IMF job? Ask me later, says Bank of England's Carney

Marco Green
July 12, 2019

Facebook's proposed Libra digital coin must show it is "rock solid" before it can be allowed to launch, Bank of England Governor Mark Carney said on Thursday.

The perceived likelihood of a no-deal Brexit has increased since the start of 2019. Carney told a news conference.

The BoE's latest report said that "in a disorderly Brexit, a range of United Kingdom asset prices - including the sterling exchange rate, equities, corporate and government debt and bank funding costs - would be expected to adjust sharply, tightening financial conditions for United Kingdom households and businesses".

"UK can run a large current account deficit for a considerable period of time". But it said British banks are strong enough to withstand an abrupt and messy split with the European Union, as well as a global trade war. "Overall, the stress scenario was more severe than the global financial crisis".

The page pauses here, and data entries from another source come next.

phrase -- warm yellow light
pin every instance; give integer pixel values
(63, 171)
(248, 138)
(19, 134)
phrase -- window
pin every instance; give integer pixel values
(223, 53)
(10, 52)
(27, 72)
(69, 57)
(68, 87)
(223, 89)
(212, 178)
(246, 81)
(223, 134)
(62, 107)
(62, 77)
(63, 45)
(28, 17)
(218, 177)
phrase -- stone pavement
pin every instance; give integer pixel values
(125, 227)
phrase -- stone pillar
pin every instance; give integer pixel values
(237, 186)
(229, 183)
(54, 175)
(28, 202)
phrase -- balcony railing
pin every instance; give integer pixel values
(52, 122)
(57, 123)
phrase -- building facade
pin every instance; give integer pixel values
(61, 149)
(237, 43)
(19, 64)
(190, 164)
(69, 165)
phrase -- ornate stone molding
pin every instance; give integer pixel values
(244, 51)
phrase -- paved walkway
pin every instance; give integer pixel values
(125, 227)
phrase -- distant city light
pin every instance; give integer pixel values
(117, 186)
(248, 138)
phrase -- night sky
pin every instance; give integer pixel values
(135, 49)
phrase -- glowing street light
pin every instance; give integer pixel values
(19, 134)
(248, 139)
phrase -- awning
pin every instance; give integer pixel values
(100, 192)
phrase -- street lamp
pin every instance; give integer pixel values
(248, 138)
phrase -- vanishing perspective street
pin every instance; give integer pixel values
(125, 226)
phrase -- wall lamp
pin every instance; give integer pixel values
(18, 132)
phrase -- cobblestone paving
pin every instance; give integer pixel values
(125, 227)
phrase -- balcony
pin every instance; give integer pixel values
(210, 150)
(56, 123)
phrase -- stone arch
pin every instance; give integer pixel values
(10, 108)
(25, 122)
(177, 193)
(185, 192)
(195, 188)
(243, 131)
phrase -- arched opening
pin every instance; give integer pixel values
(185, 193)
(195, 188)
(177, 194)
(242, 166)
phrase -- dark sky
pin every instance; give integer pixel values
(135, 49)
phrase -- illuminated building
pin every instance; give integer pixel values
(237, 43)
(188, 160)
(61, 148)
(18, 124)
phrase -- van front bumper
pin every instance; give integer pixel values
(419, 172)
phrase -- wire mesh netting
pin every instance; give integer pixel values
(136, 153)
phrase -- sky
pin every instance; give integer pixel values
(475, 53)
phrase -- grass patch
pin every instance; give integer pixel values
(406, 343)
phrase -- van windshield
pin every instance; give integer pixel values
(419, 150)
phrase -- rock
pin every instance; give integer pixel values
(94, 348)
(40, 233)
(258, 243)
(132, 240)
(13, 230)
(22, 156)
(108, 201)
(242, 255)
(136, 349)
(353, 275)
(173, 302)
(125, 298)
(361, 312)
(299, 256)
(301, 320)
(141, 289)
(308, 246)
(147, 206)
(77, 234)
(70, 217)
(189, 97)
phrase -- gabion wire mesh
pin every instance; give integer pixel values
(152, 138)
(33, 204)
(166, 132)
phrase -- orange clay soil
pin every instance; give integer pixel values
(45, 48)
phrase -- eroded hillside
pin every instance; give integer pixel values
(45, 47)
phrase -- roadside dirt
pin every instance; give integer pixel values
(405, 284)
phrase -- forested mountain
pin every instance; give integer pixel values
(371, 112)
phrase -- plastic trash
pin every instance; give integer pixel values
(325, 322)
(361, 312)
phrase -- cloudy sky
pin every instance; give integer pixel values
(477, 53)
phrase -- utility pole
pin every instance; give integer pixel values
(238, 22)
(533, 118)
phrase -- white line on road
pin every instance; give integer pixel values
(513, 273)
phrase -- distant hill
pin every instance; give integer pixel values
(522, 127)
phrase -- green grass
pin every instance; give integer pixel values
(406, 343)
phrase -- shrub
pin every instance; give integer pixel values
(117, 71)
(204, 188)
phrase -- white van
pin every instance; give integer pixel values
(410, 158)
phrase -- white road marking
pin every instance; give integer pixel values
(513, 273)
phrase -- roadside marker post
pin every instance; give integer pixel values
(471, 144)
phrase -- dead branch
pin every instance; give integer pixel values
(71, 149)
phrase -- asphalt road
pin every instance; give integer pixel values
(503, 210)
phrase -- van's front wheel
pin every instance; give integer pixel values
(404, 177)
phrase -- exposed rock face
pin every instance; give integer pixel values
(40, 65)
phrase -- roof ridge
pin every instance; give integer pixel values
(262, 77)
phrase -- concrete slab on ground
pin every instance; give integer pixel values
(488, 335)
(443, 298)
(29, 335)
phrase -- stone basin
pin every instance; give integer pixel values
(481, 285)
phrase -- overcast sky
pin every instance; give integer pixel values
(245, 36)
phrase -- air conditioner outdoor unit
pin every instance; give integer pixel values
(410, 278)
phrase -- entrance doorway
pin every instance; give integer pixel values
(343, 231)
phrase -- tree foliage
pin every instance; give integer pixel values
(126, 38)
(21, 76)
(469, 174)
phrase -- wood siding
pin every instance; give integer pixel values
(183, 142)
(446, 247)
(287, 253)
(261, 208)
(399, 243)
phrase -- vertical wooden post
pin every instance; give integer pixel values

Markets are not expecting BOE Chief to shed any light on the monetary policy outlook, as he nay make some comments on financial system risks and possibly macroprudential policies, in light of the FSR.

Last month Facebook drew worldwide interest when it announced plans to establish its own payment system, backed up by a currency it calls Libra.

Carney, who joins a growing chorus of central bankers unsettled by the project, said many issues needed addressing first, such as anti-money laundering and terrorist financing controls, and managing and safekeeping the assets underpinning Libra.

Banks' ability to withstand liquidity shocks would also be put under the microscope later this year, the BoE said, though it added that it did not intend to tighten liquidity rules. However, there are many more far-reaching consequences than just these as whatever decision is taken by the incoming Prime Minister regarding Brexit will have an huge effect on the British economy even though billions of pounds have already been spent.

The Bank did concede, however, that are still "material risks" of disruption to the economy in the event of disorderly withdrawal from the EU.

This follows the suspension in June of a fund from Neil Woodford, one of Britain's best known money managers, after it was unable to meet demands from clients wanting to pull out their money.